Стефа Христова вышла на притихшую площадь, где глашатай, стуча в барабан, каркающим голосом повторял текст приговора.
Торжественная, прямая, с сухим лицом, она прошла сквозь толпу, и, когда взглянула жандарму в глаза, он невольно дал ей дорогу, отступив перед ее взглядом.
Стефа подошла к мужу и, медленно наклонившись, бережно поцеловала багровую, отекшую, со вспухшими венами руку. Потом вся вытянулась и прижалась губами к мертвой, качающейся голове сына.
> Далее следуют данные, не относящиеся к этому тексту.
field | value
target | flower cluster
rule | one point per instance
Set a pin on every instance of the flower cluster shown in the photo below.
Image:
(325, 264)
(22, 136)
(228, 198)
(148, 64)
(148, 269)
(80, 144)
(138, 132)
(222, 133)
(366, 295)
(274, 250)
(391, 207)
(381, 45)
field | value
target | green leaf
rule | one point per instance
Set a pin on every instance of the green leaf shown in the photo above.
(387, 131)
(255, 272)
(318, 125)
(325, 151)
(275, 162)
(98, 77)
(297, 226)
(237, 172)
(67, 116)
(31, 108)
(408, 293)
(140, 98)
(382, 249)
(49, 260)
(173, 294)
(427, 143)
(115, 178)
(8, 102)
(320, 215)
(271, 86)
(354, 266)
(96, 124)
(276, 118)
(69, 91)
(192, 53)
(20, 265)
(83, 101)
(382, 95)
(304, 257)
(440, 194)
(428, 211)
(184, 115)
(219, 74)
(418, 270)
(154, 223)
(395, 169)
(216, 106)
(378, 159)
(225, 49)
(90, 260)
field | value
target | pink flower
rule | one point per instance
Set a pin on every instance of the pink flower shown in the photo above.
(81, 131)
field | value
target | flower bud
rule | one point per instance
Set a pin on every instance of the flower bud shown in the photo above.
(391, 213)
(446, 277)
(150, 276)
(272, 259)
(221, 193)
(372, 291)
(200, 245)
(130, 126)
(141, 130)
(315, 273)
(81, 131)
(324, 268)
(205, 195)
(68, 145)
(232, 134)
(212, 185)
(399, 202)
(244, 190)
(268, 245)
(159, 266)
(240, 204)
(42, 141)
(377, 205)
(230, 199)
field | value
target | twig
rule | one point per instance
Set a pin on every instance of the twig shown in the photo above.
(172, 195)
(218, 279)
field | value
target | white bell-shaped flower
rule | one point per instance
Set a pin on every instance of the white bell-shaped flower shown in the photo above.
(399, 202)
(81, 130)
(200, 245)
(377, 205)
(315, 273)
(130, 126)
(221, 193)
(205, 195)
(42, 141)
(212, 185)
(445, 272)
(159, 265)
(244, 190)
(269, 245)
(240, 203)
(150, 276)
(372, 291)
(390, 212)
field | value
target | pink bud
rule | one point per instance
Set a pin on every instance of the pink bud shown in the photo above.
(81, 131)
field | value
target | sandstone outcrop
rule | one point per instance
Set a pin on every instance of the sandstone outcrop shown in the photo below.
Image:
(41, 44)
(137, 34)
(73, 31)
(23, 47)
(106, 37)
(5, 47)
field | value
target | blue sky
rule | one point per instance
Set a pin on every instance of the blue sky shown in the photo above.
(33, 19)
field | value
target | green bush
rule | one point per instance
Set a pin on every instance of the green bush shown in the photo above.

И когда старика Христова сняли с седла и подвели с качающейся на груди отрубленной головой сына к дереву, чтобы вешать, — раздалось пение партизанского гимна. Оно было сильным и громким. Но кто пел, жандармы не могли узнать: пели все. Вся толпа пела, сомкнув губы.
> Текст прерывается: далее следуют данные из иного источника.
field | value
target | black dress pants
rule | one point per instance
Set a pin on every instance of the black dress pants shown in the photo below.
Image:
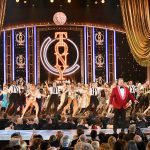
(119, 114)
(93, 100)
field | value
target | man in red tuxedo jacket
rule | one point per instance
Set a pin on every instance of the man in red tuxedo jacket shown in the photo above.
(119, 98)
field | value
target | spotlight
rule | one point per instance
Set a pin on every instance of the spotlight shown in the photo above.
(52, 1)
(103, 1)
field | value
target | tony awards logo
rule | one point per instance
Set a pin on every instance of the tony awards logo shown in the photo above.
(20, 61)
(20, 39)
(61, 55)
(99, 38)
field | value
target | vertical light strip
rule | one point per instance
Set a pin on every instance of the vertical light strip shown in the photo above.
(106, 46)
(93, 42)
(26, 54)
(115, 75)
(35, 56)
(85, 54)
(4, 55)
(13, 55)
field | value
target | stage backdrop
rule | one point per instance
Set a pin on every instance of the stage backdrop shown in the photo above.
(73, 41)
(19, 55)
(100, 55)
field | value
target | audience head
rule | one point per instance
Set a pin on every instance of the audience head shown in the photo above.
(87, 146)
(104, 146)
(82, 138)
(44, 145)
(132, 145)
(80, 132)
(132, 128)
(121, 135)
(95, 145)
(79, 146)
(148, 146)
(93, 134)
(137, 138)
(120, 145)
(65, 141)
(111, 141)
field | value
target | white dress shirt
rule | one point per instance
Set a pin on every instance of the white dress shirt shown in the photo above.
(122, 91)
(14, 89)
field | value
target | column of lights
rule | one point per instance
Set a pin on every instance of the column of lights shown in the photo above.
(115, 71)
(4, 55)
(13, 56)
(35, 56)
(85, 54)
(106, 45)
(93, 42)
(26, 47)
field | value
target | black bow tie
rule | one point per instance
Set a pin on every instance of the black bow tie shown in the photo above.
(121, 87)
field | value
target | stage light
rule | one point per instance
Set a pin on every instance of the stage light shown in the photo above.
(115, 67)
(52, 1)
(35, 57)
(93, 41)
(96, 2)
(26, 33)
(4, 52)
(85, 54)
(13, 55)
(43, 53)
(106, 44)
(103, 1)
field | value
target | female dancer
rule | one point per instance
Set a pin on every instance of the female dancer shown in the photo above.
(32, 93)
(5, 100)
(72, 98)
(63, 97)
(84, 100)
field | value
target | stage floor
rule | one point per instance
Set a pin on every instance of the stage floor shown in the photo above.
(26, 134)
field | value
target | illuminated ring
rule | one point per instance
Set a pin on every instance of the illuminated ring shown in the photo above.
(43, 53)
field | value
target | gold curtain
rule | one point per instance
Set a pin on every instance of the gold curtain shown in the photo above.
(136, 19)
(2, 13)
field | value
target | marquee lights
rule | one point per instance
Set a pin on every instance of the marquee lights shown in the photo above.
(13, 56)
(106, 44)
(93, 42)
(26, 37)
(35, 56)
(54, 69)
(4, 54)
(115, 71)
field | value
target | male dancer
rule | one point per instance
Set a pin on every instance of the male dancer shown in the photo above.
(94, 93)
(132, 89)
(14, 98)
(119, 99)
(54, 99)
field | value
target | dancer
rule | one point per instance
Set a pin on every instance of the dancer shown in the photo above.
(72, 98)
(63, 97)
(118, 99)
(54, 99)
(85, 98)
(32, 93)
(132, 89)
(94, 93)
(14, 98)
(5, 100)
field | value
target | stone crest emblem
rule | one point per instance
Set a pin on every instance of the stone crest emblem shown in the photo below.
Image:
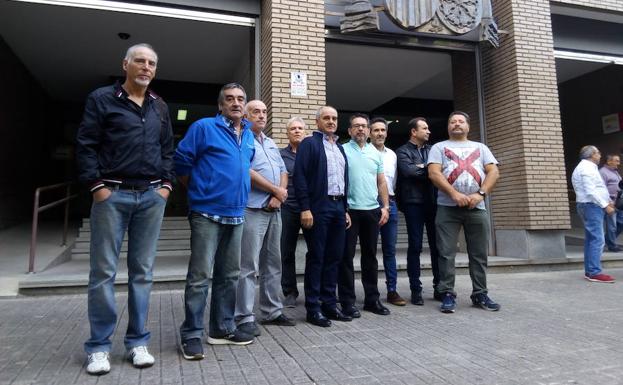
(460, 16)
(411, 14)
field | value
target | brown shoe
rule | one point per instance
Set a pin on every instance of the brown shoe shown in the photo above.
(395, 299)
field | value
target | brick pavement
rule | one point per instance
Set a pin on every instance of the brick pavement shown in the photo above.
(554, 328)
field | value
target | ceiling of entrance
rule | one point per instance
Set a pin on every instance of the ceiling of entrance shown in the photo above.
(363, 77)
(71, 51)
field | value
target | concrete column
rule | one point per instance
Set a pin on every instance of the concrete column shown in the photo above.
(530, 203)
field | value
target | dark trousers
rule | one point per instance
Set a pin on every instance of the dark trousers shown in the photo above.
(365, 225)
(417, 216)
(291, 224)
(475, 223)
(325, 245)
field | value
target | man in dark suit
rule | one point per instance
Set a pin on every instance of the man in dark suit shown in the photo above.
(321, 186)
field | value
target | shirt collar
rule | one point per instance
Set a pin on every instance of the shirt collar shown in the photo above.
(326, 137)
(120, 92)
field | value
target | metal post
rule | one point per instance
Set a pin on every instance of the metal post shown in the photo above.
(483, 139)
(33, 239)
(66, 222)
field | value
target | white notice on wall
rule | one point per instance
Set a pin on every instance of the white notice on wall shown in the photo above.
(298, 84)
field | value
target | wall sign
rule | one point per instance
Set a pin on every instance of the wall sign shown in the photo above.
(298, 84)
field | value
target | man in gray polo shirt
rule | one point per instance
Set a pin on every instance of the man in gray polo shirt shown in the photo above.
(261, 234)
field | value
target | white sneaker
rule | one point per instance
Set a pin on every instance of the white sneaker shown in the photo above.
(140, 357)
(98, 363)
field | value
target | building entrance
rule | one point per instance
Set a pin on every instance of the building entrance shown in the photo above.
(54, 55)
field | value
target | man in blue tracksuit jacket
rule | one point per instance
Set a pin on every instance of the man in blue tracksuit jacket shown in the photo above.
(321, 186)
(213, 161)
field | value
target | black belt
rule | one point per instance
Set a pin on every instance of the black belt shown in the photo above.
(336, 197)
(132, 186)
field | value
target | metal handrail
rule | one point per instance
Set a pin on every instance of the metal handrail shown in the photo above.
(35, 217)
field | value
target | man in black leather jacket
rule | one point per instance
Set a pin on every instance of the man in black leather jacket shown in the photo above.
(417, 200)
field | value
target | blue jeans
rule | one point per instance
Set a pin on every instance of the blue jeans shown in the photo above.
(593, 217)
(291, 224)
(214, 252)
(389, 233)
(417, 216)
(614, 228)
(140, 213)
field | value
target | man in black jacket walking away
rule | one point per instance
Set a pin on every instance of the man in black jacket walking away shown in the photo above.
(416, 198)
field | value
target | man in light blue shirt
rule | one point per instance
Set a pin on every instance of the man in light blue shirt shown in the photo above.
(366, 183)
(261, 233)
(592, 202)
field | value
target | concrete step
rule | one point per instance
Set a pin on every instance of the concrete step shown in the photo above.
(174, 240)
(72, 276)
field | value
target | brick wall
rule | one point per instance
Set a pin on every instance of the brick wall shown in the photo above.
(523, 120)
(292, 40)
(610, 5)
(465, 89)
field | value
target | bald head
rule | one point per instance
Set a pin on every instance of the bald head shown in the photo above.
(326, 120)
(257, 113)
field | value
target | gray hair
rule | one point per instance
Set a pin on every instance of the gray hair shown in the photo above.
(296, 119)
(129, 54)
(588, 151)
(229, 86)
(319, 111)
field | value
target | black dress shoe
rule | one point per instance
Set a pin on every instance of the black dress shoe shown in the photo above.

Спустя три месяца после казни посадили в тюрьму младшего, пятнадцатилетнего сына Христовой, Петку.
Стефу привели в тюрьму и заставили смотреть, как пытают сына. И Стефа, стоя возле окровавленного, содрогающегося от боли, обнаженного сына, шептала ему слова, которые говорила, когда он болел совсем маленьким, те слова, которые говорят все матери страдающим детям, но не каждая мать способна произнести сыну, умирающему в руках палачей.
И когда Соня Драгойчева — это она сейчас шла по шоссе со Стефой к кричащему от счастья городу — спросила Стефу, сохранил ли ее сын, Петко, тайну о месте явки, Стефа сказала:
— Мой сын умер.
И слово «сын», произнесенное. Стефой Христовой, прозвучало с такой же торжествующей силой, как звучал сейчас голос города.
И Соня Драгойчева обняла Стефу и назвала ее своей матерью. Но она была сама мать.